In April 2011, A2Politico posted a piece about Ann Arbor Dems who had supported Snyder. In that piece, A2Politico reveals exactly how much Snyder spent to hide the “ideological mismatch”: “Rick Snyder ran a ‘feel good’ campaign. He shelled out over $1,000,000 to a Hollywood advertising firm that specializes in helping Republican candidates such as George W. BushChristine O’DonnellArnold Schwarzenegger and John McCain shape campaign messages. Snyder spent millions, some might argue, misleading voters.”

These are just a few of the real “accomplishments” of Michigan’s GOP and Mr.
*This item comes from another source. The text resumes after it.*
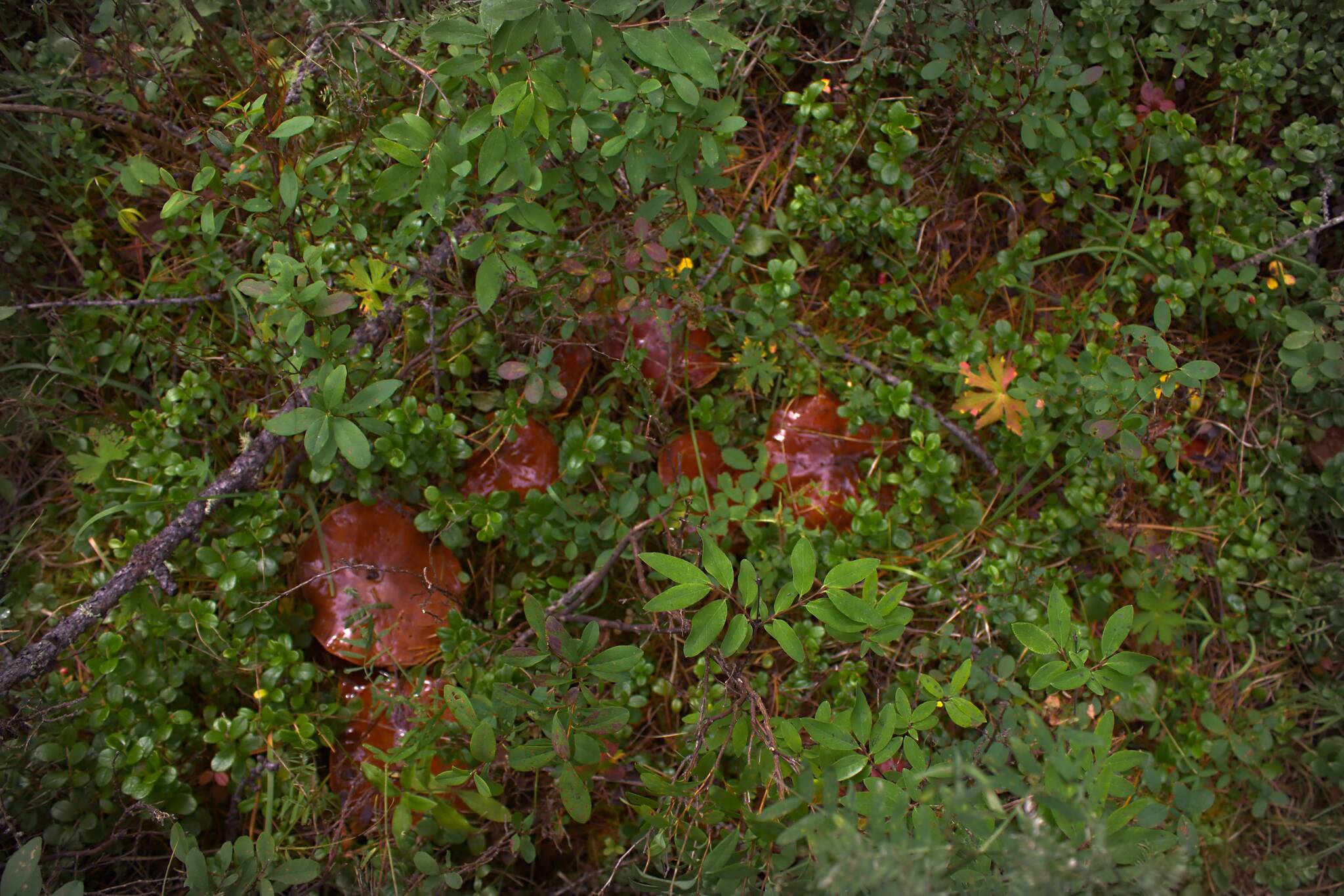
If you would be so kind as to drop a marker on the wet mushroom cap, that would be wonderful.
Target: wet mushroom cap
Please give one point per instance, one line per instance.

Snyder:

  • A study from the Economic Policy Institute shows that the African-American unemployment rate in Michigan in 2010 was 47 percent higher than the 15.9 percent national average of unemployment for African-Americans.
  • While blacks comprise 15 percent of Michigan’s population, blacks represent 55 percent of those imprisoned in our state.
  • According to research from the Annie E. Casey Foundation, half of all of Michigan’s black children live in poverty.
  • In September 2012 the Michigan League for Human Services released a study that concluded Michigan has the highest rate in the Midwest for working families living in poverty.

“Michigan is well-positioned for a comeback.” These are the words of a rich white man disconnected from reality—a man who has shown he will say just about anything to further his own ambitions. Over the past two years, studies conducted by academics, well-respected nonprofits and state agencies have revealed that Michigan is tottering on the edge of a cliff. In response, our state’s GOP has rammed through a political agenda of economic apartheid that is contributing to the destruction of the lives of a generation of men, women and children.